3.5 Sínteses de cDNA para avaliação da expressão de mRNAs
A síntese de cDNA para a avaliação da expressão de mRNAS foi realizada utilizando o SuperScript VILO Master Mix – Thermo Scientific.
Foram utilizadas amostras de CA1, CA3 e GD de cinco animais de cada grupo experimental (NP e LP – 14 dias e NP e LP – 40 dias) provenientes de diferentes progenitoras.
Para cada amostra de RNA total foram utilizados 4μl de Master Mix, 500ng de amostra de RNA e completou-se com água até o volume do 20μl.
A solução final resultante foi rapidamente centrifugada e então incubada, utilizando o equipamento Veriti® Thermal Cycler (Life Technologies, EUA), nas seguintes condições: 25°C por 10 minutos, 37°C por 120 minutos, seguido da
inativação da transcriptase reversa a 85°C por 5 minutos e do resfriamento das amostras a 4°C.
3.6 RT-qPCR para avaliação da expressão dos mRNAs
Cada amostra de cDNA obtida na etapa anterior foi analisada com ensaios de PCR em tempo real contendo primers Exxtend específicos e o PowerUp SYBR Green Master Mix A25742.
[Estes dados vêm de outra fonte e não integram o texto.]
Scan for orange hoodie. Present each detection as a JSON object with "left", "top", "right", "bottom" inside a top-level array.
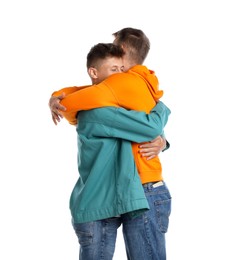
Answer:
[{"left": 52, "top": 65, "right": 163, "bottom": 184}]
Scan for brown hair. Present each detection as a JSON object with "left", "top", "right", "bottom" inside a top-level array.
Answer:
[
  {"left": 112, "top": 27, "right": 150, "bottom": 64},
  {"left": 86, "top": 43, "right": 124, "bottom": 68}
]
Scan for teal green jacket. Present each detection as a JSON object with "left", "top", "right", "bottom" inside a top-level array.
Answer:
[{"left": 70, "top": 101, "right": 170, "bottom": 223}]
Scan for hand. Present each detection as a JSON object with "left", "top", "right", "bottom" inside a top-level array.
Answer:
[
  {"left": 49, "top": 93, "right": 66, "bottom": 125},
  {"left": 139, "top": 136, "right": 166, "bottom": 160}
]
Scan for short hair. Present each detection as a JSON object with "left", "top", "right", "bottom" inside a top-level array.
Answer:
[
  {"left": 86, "top": 43, "right": 125, "bottom": 68},
  {"left": 112, "top": 27, "right": 150, "bottom": 64}
]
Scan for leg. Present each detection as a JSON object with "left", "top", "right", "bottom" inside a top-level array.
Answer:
[
  {"left": 122, "top": 183, "right": 171, "bottom": 260},
  {"left": 72, "top": 218, "right": 121, "bottom": 260}
]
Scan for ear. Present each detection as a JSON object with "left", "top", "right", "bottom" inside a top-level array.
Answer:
[{"left": 88, "top": 67, "right": 98, "bottom": 79}]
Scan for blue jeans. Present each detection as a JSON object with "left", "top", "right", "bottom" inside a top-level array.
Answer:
[{"left": 73, "top": 183, "right": 171, "bottom": 260}]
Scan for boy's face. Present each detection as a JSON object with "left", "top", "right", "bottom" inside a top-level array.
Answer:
[{"left": 89, "top": 57, "right": 124, "bottom": 84}]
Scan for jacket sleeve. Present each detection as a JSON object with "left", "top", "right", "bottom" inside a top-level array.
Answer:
[{"left": 87, "top": 101, "right": 171, "bottom": 143}]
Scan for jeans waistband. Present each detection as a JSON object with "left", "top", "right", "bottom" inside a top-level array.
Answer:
[{"left": 142, "top": 181, "right": 164, "bottom": 188}]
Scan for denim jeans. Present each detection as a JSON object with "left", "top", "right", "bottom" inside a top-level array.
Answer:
[{"left": 73, "top": 183, "right": 171, "bottom": 260}]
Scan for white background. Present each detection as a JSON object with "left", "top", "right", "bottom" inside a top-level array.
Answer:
[{"left": 0, "top": 0, "right": 237, "bottom": 260}]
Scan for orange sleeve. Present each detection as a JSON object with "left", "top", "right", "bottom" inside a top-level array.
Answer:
[
  {"left": 52, "top": 85, "right": 95, "bottom": 125},
  {"left": 60, "top": 82, "right": 118, "bottom": 113},
  {"left": 52, "top": 85, "right": 91, "bottom": 97}
]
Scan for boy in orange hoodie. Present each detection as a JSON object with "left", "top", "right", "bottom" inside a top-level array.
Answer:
[{"left": 52, "top": 28, "right": 171, "bottom": 259}]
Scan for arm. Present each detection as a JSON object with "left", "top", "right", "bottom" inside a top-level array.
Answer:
[
  {"left": 49, "top": 85, "right": 91, "bottom": 125},
  {"left": 78, "top": 101, "right": 170, "bottom": 143}
]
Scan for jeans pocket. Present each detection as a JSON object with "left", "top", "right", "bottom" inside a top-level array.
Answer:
[
  {"left": 154, "top": 194, "right": 171, "bottom": 233},
  {"left": 73, "top": 222, "right": 93, "bottom": 246}
]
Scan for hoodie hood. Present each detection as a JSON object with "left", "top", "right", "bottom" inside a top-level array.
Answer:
[{"left": 129, "top": 65, "right": 163, "bottom": 101}]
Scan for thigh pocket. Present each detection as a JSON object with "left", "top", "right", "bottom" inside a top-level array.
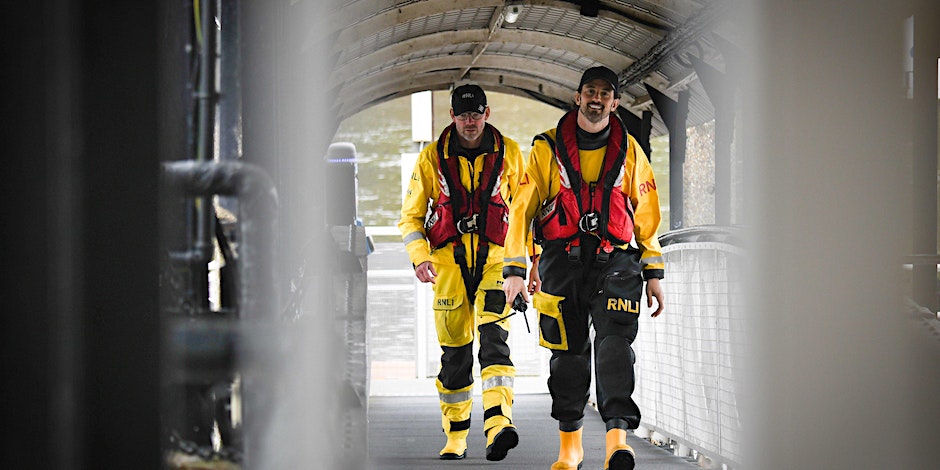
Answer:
[
  {"left": 434, "top": 294, "right": 473, "bottom": 347},
  {"left": 532, "top": 292, "right": 568, "bottom": 351},
  {"left": 601, "top": 272, "right": 643, "bottom": 324}
]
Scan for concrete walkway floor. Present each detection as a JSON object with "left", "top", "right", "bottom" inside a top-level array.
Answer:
[{"left": 368, "top": 394, "right": 699, "bottom": 470}]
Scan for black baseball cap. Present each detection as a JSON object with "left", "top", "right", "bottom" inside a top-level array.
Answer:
[
  {"left": 450, "top": 85, "right": 486, "bottom": 116},
  {"left": 578, "top": 66, "right": 620, "bottom": 97}
]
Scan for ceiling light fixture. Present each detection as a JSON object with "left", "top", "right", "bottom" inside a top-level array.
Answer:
[{"left": 503, "top": 2, "right": 522, "bottom": 24}]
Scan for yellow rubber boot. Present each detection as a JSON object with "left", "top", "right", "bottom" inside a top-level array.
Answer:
[
  {"left": 441, "top": 430, "right": 470, "bottom": 460},
  {"left": 551, "top": 428, "right": 584, "bottom": 470},
  {"left": 604, "top": 429, "right": 636, "bottom": 470}
]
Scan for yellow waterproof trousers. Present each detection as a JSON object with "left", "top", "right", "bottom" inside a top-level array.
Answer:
[{"left": 434, "top": 250, "right": 516, "bottom": 438}]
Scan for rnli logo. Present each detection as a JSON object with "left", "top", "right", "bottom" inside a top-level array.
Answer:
[
  {"left": 607, "top": 299, "right": 640, "bottom": 313},
  {"left": 640, "top": 180, "right": 656, "bottom": 196}
]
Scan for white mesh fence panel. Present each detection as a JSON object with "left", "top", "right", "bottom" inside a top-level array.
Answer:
[{"left": 633, "top": 242, "right": 744, "bottom": 466}]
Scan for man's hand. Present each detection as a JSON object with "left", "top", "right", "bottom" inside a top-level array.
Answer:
[
  {"left": 415, "top": 261, "right": 437, "bottom": 284},
  {"left": 503, "top": 276, "right": 529, "bottom": 303},
  {"left": 646, "top": 277, "right": 663, "bottom": 317}
]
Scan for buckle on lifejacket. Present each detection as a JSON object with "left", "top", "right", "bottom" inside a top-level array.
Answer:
[
  {"left": 594, "top": 239, "right": 614, "bottom": 264},
  {"left": 565, "top": 239, "right": 581, "bottom": 263},
  {"left": 578, "top": 212, "right": 600, "bottom": 233},
  {"left": 457, "top": 214, "right": 480, "bottom": 235}
]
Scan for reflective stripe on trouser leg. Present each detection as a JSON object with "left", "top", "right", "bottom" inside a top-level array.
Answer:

Os ciclos da PCR foram realizados no equipamento StepOne Plus (Life Technologies, EUA) sob as seguintes condições: 50°C por 2 minutos, 95°C por 20 segundos, seguidos de 40 ciclos de 95°C por 1 segundo e 60°C por 20 segundos.
Os valores de Ct foram calculados utilizando a configuração automática de baseline e de threshold. Para a análise da expressão dos mRNAs, a expressão gênica foi normalizada por controle endógeno (LSM1 e SSR2. Cada amostra foi analisada em triplicata e quantificada pelo método do ΔΔCt (Livak & Schmittgen, 2001). O ΔCt foi calculado pela subtração do valor de Ct de cada amostra pelo respectivo valor de Ct do controle endógeno. Cada ΔCt foi então subtraído pela média aritmética dos valores de Ct do grupo controle (ΔΔCt). A expressão relativa foi então calculada pela equação 2(-ΔΔCt). O resultado final foi representado como proporção do grupo controle. Todos os experimentos de RT-qPCR foram realizados seguindo as orientações do MIQE: minimum information for publication of quantitative real-time PCR experiments (Bustin et al., 2009).
3.7 Imunoistoquimica
Os animais (NP, n=5 e LP, n=5) foram anestesiados com Isofluorano e o nível de anestesia controlado pelo monitoramento do reflexo corneal. A perfusão foi realizada com o auxílio de uma bomba de perfusão mantendo-se a pressão média de 120 mmHg, sendo cada animal perfundido 15 minutos com solução salina heparinizada a 5% em temperatura ambiente e 20 minutos com solução de paraformaldeído a 4%em tampão fosfato 0,1M pH 7,4.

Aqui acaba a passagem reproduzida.